Encendió un cigarrillo y tragó con una mueca el primer humo, que le picó en la garganta por estar el tabaco tan seco. Unos cuantos paquetes más de aquel estanco, se dijo, y dejaría de fumar. En la torre de la iglesia las campanas tocaron los cuatro cuartos, las siete. El sonido, escuchado desde un punto alto, tenía mayor fuerza, como si los estratos superiores del aire fueran menos densos, menos resistentes a la penetración de las ondas. Se separó del guardarraíl y comenzó a bajar al pueblo sobre el balastro de la cuneta, que crujía contra la goma de sus suelas.

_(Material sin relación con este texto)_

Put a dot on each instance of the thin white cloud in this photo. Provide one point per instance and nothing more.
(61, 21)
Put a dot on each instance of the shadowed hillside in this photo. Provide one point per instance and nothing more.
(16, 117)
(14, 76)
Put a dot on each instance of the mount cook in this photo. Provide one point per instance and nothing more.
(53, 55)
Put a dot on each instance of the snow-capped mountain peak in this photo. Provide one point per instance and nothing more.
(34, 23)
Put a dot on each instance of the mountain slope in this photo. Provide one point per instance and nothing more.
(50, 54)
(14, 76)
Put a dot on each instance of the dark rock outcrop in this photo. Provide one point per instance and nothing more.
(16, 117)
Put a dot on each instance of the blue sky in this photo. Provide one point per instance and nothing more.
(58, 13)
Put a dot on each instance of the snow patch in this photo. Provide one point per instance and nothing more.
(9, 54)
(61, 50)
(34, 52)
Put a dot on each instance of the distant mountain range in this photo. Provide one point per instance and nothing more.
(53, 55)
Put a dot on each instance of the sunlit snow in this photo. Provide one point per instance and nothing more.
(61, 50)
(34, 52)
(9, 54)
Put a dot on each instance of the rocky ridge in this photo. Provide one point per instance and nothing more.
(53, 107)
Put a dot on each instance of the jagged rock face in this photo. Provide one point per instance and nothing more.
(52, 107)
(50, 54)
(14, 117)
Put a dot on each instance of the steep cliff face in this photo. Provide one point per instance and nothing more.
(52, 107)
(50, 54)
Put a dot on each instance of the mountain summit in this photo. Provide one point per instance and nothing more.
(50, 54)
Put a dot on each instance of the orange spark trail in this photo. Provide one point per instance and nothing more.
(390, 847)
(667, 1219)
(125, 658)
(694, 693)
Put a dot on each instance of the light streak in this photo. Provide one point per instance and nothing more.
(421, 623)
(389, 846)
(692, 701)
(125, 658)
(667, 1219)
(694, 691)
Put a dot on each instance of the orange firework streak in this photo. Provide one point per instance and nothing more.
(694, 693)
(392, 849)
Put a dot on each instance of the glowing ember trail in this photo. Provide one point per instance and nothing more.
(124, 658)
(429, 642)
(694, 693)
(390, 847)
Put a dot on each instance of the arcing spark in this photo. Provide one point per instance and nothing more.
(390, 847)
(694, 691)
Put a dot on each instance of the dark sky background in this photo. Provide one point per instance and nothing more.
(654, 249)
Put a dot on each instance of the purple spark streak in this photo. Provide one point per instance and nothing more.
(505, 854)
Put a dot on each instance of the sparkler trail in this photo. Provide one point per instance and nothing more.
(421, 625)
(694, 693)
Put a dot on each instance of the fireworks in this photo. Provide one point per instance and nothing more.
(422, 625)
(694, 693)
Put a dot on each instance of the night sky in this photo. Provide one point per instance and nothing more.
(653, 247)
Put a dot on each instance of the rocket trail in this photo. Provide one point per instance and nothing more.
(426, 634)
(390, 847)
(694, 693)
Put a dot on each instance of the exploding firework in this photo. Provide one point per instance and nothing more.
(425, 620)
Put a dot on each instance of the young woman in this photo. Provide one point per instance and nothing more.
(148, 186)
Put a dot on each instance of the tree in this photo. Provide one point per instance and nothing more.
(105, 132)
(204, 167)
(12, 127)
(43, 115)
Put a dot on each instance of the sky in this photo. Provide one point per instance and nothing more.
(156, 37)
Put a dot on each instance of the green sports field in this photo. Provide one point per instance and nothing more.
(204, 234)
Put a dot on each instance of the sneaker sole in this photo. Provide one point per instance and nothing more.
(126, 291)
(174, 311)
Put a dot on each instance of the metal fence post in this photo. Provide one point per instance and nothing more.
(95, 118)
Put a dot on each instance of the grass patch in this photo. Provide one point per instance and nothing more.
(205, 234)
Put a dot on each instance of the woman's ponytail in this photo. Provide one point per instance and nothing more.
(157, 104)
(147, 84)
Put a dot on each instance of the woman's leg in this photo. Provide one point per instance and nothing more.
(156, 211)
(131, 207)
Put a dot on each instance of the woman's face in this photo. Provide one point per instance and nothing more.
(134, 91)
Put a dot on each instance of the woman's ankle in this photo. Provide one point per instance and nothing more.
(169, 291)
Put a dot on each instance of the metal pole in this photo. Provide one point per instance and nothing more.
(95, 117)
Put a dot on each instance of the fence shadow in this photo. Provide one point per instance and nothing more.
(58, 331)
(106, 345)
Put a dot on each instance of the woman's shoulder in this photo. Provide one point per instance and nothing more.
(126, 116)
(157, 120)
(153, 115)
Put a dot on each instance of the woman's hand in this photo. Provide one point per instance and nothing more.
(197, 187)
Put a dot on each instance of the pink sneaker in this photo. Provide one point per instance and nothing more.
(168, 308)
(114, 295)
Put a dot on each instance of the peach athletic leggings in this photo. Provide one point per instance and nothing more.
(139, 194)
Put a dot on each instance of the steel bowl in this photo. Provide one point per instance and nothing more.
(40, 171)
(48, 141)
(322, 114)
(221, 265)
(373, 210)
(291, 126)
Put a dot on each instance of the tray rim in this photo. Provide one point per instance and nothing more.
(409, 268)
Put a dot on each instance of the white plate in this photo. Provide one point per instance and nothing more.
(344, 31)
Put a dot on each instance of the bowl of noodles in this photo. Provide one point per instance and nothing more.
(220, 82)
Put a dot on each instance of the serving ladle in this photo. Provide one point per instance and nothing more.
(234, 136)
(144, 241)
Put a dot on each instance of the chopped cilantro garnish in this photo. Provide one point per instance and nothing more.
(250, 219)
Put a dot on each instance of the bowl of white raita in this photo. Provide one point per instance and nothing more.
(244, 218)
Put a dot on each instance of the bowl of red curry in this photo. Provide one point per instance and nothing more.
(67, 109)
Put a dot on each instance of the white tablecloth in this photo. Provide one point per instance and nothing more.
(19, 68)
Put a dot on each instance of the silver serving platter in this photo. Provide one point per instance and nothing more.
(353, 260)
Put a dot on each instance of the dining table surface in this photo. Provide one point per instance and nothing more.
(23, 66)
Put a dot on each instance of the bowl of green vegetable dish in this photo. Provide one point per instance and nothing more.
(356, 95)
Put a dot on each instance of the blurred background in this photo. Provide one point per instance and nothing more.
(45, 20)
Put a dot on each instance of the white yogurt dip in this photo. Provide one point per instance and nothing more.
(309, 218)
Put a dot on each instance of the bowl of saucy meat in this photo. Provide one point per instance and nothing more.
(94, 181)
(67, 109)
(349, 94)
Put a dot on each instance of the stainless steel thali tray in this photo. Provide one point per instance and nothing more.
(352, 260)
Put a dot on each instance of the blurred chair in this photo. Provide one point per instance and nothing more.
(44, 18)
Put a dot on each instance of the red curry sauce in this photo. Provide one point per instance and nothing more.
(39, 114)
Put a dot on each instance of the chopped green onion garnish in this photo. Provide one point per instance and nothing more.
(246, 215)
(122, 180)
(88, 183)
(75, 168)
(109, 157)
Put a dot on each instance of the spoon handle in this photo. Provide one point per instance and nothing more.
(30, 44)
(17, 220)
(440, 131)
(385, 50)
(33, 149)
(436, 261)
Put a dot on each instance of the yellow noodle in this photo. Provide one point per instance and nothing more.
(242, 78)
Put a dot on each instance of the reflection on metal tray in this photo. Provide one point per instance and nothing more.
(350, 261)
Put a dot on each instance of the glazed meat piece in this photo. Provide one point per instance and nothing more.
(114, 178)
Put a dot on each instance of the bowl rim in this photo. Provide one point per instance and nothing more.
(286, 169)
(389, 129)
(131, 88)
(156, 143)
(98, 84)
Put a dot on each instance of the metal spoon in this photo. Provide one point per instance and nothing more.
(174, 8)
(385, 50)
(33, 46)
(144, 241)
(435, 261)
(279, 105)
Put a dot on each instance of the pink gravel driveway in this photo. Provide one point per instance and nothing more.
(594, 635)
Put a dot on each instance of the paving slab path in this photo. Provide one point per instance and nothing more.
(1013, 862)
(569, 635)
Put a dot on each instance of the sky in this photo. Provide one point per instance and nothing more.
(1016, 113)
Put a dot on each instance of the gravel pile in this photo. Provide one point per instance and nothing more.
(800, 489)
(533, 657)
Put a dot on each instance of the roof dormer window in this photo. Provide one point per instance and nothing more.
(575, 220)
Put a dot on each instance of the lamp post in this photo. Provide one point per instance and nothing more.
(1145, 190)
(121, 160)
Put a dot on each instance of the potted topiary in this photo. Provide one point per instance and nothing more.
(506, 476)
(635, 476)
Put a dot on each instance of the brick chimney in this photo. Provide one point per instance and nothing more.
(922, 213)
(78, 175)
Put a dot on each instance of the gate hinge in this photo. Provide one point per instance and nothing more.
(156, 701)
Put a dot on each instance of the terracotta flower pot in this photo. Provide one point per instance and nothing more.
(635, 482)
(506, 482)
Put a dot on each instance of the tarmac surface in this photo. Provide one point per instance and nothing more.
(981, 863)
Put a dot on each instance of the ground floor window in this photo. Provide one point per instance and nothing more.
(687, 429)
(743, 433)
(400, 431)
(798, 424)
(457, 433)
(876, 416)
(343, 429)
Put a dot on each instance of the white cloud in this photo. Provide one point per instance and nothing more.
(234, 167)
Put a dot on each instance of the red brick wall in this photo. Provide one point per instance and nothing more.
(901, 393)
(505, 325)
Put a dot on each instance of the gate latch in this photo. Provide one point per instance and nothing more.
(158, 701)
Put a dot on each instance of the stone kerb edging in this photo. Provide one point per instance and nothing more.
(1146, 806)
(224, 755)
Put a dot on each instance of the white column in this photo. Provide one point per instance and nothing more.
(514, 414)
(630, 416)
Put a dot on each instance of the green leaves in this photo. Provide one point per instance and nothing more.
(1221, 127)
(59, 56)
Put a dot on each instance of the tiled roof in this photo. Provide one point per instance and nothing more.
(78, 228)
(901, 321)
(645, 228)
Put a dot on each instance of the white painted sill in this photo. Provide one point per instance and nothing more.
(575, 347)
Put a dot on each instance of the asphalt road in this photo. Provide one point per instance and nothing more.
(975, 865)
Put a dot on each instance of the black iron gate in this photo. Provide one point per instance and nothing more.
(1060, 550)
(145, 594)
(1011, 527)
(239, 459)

Abandonó el trazado de la carretera cuando esta empezaba a recortar el pueblo, ajustándose a las fachadas y a las esquinas de las primeras viviendas. Rebasó la Casa de Cultura, habilitada en el antiguo lavadero municipal, y caminó por un sendero entre dos setos altos. Avisado por la atalaya del campanario, no se sorprendió al desembocar ante una de las fachadas de la iglesia, monótonamente enfoscada. Sin ralentizar el paso, contempló la portada de piedra por la que se accedía a la nave principal, que afloraba entre la enorme superficie del enfoscado como una pequeña porción indemne de un cuerpo casi por entero vendado.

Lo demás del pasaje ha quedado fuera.